The National Atomic Energy Agency provides update on the situation at disabled Fukushima Daiichi nuclear power plant on the basis of the latest materials obtained.
In the last three months, at the site of Fukushima nuclear power plant, the contaminated water from storage tanks, which was used to cool reactors, has been leaking into the ground. According to the latest news and measurements, the contamination is only limited to the emergency zone that is to the sealed off site of the plant.
There has been no detection of a significant increase in the concentration of radioactive substance in the seawater off the coast of Japan, even in the close vicinity of the nuclear power plant. In a few sampling points, the activity of the mentioned elements exceeded the lower limit of detection, however the results oscillated around the detectable limit. The results published concerning sea area monitoring show that artificial radioactive elements in the seawater near Fukushima have been gradually decreasing over a period of time.
According to the statement by Japan’s Prime Minister, the radiation situation is under control. The Government of Japan declares that it will closely follow the development of situation and that it will put its best efforts to prevent the leakage of contaminated water. It also made commitment to inform the international community about the current developments.
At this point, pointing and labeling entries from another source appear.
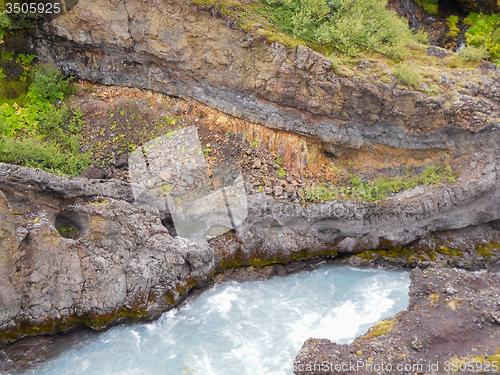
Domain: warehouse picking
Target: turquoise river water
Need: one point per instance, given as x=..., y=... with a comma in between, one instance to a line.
x=252, y=328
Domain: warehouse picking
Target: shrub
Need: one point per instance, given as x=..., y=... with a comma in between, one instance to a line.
x=407, y=74
x=49, y=85
x=366, y=25
x=471, y=53
x=348, y=26
x=484, y=32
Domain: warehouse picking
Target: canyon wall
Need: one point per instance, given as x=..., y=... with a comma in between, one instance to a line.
x=122, y=264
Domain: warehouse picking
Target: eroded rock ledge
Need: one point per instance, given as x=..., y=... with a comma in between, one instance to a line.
x=453, y=315
x=122, y=264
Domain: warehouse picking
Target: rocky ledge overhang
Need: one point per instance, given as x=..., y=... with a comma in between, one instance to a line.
x=124, y=265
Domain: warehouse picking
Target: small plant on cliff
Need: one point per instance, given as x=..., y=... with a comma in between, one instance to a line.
x=281, y=173
x=366, y=25
x=406, y=74
x=452, y=25
x=44, y=132
x=430, y=6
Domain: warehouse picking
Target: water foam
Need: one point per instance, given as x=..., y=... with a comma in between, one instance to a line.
x=243, y=328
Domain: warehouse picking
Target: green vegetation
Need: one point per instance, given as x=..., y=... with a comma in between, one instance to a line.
x=484, y=32
x=346, y=26
x=333, y=27
x=407, y=74
x=380, y=188
x=381, y=328
x=431, y=6
x=44, y=131
x=471, y=53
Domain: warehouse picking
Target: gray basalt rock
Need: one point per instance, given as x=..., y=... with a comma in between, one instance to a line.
x=119, y=262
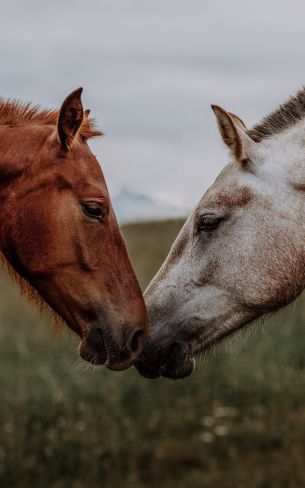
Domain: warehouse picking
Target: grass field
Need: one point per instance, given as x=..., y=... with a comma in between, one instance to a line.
x=239, y=421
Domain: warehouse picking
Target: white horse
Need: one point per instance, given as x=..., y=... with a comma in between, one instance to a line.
x=241, y=254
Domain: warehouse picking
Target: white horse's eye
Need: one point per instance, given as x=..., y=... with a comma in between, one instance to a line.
x=208, y=223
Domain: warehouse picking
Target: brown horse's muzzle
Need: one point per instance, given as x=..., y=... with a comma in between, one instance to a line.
x=100, y=346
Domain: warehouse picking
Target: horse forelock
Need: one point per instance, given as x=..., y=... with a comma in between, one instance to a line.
x=284, y=117
x=16, y=113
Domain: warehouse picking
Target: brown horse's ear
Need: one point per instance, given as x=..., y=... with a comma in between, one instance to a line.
x=70, y=118
x=233, y=133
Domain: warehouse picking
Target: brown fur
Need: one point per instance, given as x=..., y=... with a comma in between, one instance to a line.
x=16, y=113
x=61, y=256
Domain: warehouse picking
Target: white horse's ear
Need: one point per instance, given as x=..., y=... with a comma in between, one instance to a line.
x=233, y=133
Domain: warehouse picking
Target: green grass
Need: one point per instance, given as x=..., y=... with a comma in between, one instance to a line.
x=238, y=421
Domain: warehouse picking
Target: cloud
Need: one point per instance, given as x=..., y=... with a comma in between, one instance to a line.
x=150, y=71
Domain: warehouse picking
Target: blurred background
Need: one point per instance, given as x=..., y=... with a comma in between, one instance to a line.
x=150, y=71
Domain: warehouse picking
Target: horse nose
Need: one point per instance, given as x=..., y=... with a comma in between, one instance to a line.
x=127, y=353
x=101, y=346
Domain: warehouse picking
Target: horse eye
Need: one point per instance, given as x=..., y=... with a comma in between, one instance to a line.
x=208, y=223
x=94, y=211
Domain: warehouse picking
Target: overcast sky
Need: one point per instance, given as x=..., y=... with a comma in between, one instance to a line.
x=150, y=70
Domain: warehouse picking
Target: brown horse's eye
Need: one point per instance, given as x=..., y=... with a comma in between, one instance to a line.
x=94, y=210
x=208, y=223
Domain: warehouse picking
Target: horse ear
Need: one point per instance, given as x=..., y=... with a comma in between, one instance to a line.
x=237, y=121
x=233, y=133
x=70, y=118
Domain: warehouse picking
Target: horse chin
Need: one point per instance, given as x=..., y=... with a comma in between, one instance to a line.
x=177, y=364
x=93, y=357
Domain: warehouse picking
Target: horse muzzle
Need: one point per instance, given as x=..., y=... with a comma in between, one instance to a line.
x=99, y=347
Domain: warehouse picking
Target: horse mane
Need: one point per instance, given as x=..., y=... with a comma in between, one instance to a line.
x=31, y=294
x=15, y=112
x=285, y=116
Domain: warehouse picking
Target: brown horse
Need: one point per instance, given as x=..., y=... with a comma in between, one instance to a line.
x=59, y=234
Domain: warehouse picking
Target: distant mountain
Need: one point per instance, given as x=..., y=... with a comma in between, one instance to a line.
x=131, y=207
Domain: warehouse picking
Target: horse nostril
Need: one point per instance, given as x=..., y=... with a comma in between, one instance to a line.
x=137, y=341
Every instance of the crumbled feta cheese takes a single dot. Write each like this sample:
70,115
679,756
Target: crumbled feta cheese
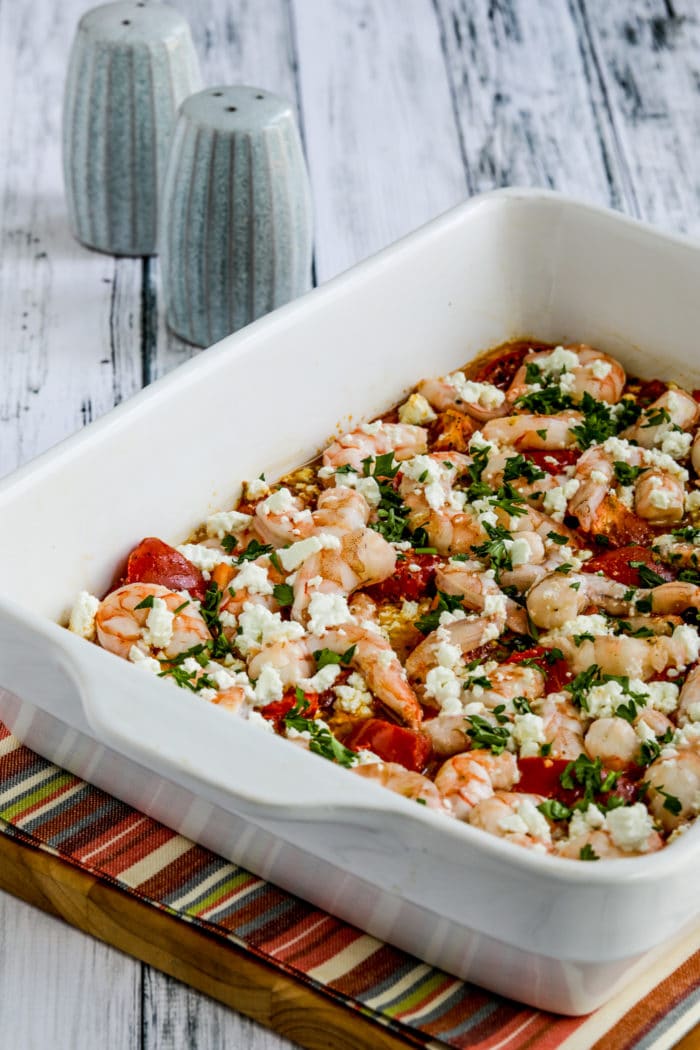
447,654
295,555
157,631
676,444
259,627
354,697
584,821
253,579
257,488
485,395
326,611
556,499
321,680
693,502
528,732
443,686
257,720
558,360
417,411
630,827
521,552
139,658
494,605
205,558
269,687
660,499
367,487
280,502
662,695
686,636
82,615
599,369
225,522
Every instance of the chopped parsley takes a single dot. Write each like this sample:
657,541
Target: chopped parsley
322,741
494,738
325,656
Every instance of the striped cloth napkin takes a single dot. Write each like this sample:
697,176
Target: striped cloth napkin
68,818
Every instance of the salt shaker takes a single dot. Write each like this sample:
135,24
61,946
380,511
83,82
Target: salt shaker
236,217
131,64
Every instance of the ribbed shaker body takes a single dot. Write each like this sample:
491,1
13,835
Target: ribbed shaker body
131,65
236,221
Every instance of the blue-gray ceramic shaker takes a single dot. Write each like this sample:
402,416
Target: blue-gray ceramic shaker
236,219
131,65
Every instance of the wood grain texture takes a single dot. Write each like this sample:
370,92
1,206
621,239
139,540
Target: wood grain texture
381,142
221,971
52,291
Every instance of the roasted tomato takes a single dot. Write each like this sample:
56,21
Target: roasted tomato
391,743
553,461
617,565
407,581
154,562
620,526
277,710
557,672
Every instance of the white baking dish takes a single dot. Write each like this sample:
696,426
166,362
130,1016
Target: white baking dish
555,933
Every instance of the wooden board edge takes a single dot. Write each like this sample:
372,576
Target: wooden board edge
189,953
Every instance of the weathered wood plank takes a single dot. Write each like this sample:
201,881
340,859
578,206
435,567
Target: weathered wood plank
70,335
61,989
529,106
648,60
251,43
381,140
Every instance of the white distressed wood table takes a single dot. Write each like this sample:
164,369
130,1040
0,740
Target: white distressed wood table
406,107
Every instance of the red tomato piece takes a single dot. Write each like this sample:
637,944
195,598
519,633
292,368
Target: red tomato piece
541,776
616,565
155,562
278,709
407,582
556,674
553,461
391,743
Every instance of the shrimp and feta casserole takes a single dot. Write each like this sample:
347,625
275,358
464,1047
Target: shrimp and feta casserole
486,601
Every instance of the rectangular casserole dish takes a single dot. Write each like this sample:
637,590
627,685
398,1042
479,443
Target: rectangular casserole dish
554,933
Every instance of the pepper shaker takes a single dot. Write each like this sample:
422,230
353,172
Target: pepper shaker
131,64
236,217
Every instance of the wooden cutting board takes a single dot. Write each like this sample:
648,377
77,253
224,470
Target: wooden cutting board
187,952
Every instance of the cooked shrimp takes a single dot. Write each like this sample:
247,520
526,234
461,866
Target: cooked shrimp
479,400
561,727
291,657
534,432
402,781
688,700
675,408
601,844
595,471
614,741
364,558
593,372
463,634
448,734
370,440
340,509
281,519
478,589
170,624
514,817
373,655
678,778
465,780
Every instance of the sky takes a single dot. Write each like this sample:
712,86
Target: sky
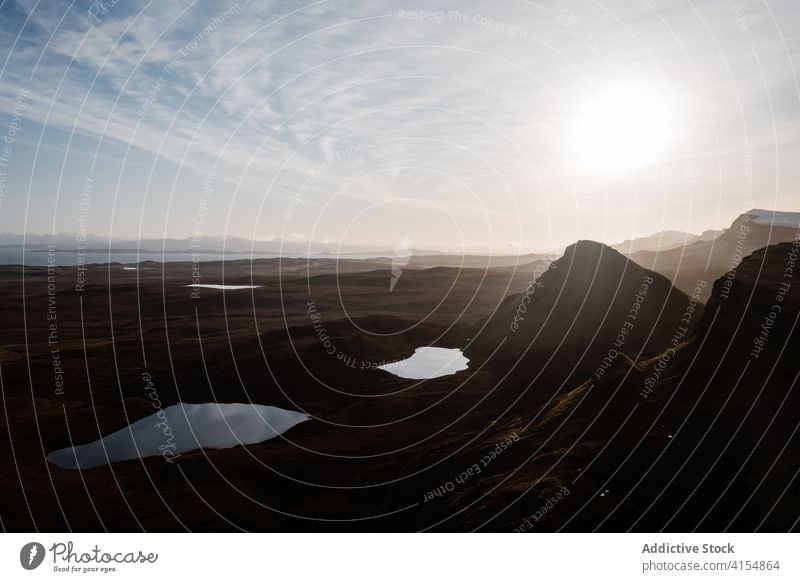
452,125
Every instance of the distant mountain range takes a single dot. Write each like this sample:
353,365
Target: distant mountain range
707,259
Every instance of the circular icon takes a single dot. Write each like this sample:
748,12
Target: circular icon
31,555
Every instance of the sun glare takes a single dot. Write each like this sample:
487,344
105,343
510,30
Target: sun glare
621,130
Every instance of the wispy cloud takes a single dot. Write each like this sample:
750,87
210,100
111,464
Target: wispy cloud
462,104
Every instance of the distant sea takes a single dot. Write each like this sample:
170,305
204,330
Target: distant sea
35,258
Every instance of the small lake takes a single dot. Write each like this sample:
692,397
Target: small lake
429,362
181,428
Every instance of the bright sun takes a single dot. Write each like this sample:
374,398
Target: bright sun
622,129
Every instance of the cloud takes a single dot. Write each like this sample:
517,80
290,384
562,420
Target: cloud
463,106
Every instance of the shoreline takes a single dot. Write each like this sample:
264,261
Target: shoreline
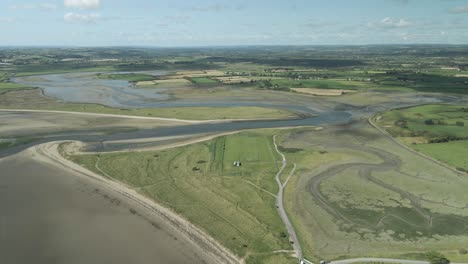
49,153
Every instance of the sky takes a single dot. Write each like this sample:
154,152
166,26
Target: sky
171,23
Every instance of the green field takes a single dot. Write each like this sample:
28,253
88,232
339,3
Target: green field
131,77
203,81
436,130
414,121
376,214
235,205
453,153
322,84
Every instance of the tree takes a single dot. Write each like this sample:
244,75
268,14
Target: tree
429,122
436,258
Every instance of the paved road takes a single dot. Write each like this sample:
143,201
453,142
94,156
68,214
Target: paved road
282,212
381,260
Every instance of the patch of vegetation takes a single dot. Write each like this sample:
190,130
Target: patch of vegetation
233,204
442,127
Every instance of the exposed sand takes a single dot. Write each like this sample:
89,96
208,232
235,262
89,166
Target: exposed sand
49,153
322,92
49,216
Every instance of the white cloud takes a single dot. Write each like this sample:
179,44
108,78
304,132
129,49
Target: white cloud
22,6
42,6
389,23
80,18
6,19
460,9
82,4
47,6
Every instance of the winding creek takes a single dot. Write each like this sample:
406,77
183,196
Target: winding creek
43,210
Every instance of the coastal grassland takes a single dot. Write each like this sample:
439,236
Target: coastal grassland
436,130
429,121
453,153
307,83
32,99
355,193
203,81
235,205
131,77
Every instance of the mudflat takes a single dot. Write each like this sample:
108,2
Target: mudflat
50,216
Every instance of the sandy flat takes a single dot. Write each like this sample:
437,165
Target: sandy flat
197,241
50,216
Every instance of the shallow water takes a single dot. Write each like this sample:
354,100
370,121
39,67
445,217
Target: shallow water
50,216
87,88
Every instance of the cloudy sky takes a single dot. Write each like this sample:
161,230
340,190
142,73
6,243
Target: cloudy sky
231,22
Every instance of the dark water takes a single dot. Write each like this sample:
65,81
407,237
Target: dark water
87,88
49,216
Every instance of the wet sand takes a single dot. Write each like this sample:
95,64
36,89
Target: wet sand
51,216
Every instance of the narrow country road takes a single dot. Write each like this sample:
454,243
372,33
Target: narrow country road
382,260
279,203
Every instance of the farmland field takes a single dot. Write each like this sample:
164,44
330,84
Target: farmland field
438,131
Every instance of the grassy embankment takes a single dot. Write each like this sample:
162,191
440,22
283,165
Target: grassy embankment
235,205
439,131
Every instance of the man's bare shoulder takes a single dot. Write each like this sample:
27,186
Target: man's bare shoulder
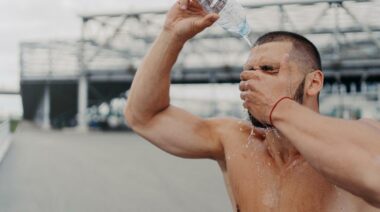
227,127
371,122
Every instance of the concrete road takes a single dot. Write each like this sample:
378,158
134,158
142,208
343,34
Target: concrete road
67,171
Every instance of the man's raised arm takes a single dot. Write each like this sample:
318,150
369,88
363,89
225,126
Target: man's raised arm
148,109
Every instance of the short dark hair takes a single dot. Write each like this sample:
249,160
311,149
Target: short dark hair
302,45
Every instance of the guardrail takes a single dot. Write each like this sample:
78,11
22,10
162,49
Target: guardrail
5,138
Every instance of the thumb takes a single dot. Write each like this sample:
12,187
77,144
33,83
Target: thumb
207,20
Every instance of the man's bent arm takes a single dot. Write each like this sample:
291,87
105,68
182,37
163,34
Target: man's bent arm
346,152
148,109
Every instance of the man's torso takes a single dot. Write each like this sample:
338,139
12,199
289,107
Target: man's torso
256,182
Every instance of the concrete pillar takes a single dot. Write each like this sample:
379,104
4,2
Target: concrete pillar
82,102
378,94
46,108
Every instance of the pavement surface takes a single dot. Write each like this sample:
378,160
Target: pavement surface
68,171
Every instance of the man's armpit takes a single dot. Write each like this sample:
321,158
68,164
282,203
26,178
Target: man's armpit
370,122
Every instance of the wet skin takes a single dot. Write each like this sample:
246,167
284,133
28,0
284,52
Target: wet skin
258,178
269,174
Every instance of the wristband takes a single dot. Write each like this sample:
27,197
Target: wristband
274,107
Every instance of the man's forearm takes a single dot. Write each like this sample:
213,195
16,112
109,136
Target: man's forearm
149,93
346,152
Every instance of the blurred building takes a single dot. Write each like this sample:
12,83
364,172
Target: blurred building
60,80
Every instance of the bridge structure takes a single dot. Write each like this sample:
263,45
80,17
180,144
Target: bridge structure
60,79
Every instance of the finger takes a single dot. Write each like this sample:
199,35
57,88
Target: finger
207,20
183,4
247,75
245,105
243,95
243,85
259,132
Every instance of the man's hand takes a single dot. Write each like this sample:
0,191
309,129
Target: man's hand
187,18
260,90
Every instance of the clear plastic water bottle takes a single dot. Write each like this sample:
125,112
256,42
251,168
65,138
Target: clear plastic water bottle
232,16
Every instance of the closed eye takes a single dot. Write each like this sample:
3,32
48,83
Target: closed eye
269,69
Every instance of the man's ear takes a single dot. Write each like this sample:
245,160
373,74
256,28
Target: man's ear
314,83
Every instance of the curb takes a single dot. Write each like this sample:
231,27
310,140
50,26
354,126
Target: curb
4,146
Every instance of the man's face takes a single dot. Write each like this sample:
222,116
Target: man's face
267,58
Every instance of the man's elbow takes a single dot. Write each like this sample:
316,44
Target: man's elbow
373,196
130,117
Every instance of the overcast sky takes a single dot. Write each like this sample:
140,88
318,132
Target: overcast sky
34,20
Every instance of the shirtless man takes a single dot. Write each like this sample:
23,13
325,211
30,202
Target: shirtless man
309,163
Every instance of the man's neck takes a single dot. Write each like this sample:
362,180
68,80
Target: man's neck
280,148
283,153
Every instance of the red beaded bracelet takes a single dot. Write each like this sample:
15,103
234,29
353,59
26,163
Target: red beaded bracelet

Additional expert’s clarification
Impact of contaminated water on the environment
The contamination of seawater with radioactive cesium-134 and cesium-137 isotopes occurs only in the closed area of the seaport at the nuclear power plant (the area of around 0.3 km2).
The radioactivity of elements in seawater was measured in six sea areas, established near the nuclear power plant. First three areas were established respectively within: 2 km radius, 2-20 km radius and 20-60 km radius from the nuclear power plant.
Radioactive concentration for the following isotopes was identified: Cs-134 caesium, Cs-137 caesium, H-3 tritium, Sr-90 strontium, Pu-238 plutonium, Pu-239 plutonium, Pu-240 plutonium, and the concentration of total α activity and concentration of total β activity.
In the first area, the measurements were taken in five sampling points. In four points, concentration values were below the limit of detection. In one point the concentration for Cs-137 caesium was at the level of 1.7 Bq/l (as of 6 August). Six days later the concentration dropped to the level of 1.4 Bq/l. The concentration for tritium amounted then to 4.7 Bq/l, and about two weeks later it was below the limit of detection.
Map of the coast off Fukushima Daiichi nuclear power plant showing results of sea area monitoring for radioactive element concentration . Photo. Nuclear Regulation Authority, Japan
In the second sea area, the measurements were taken in 16 sampling points, each at the depth of 2 meters under the sea level and 2-3 meters from the seabed. In most sampling points, very sensitive monitoring was able to show the minimum concentration of Cs-134 and Cs-137 amounting to the fraction of hundredth or thousandth of Bq/l. Similar results were obtained from monitoring conducted in the area number three, four, five and six.
The provisions of the European Union and International Atomic Energy Agency do not specify the value of permissible concentration for radioactive elements in the seawater. It must be pointed out that the strictest norms for permissible concentrations for drinking water specify the limit of 100 Bq/l (Council Directive of 3 November 1998 on the quality of water intended for human consumption and Drinking Water Quality Standards issued by the World Health Organization).
Condition of damaged nuclear power plant
In all three power units, burnt and damaged fuel elements (which had been partially melted in the period following the accident) are still being cooled with water circulating in the close circuit.
Water treatment stations, which were developed on the site of the nuclear power plant, eliminate the radioactive substance contamination so that the water could be used again for cooling.
Safety of water and foodstuffs
Monitoring of foodstuffs which has been carried out for over 400,000 articles since 1 April 2012 shows that the limit has been exceeded for approximately 0.7% of foodstuffs samplings.
An annual radiation dose caused by the consumption of foodstuffs and water in Fukushima prefecture was below one hundredth of 1 mSv (limit dose for the population is 1mSv/per annum).
Preventive and rescue measures
The Government of Japan supports organizationally and financially the actions of TEPCO Company in limiting the spread of contamination beyond the site of nuclear power plant.
It was decided, among other things, to use the innovative technology to surround the stricken area with a massive underground wall of frozen soil, thereby preventing radioactive groundwater from leaking into the sea from the land situated higher above sea level and from the basement of the nuclear power plant. The initial cost estimate is 320 million dollars.
According to present plans regarding entire decommissioning activities of nuclear power plant (elimination of damaged fuel and dismantling of buildings), this process should take 30-40 years.
The action for remedying damage is being performed with the participation of many scientific centres from around the world which are gathered the International Research Institute for Nuclear Decommissioning – IRID. The Institute started its activities in August 2013.
This release was prepared by the Public Communication Team of the PAA on the basis of:
- Information provided by the representatives of the Government of Japan during the 57-th General Conference of the International Atomic Energy Agency from 16.09 to 20.09.2013 in Vienna;
- Information published on 17.09.2013 in the USIE system by Nuclear Regulation Authority, Japan.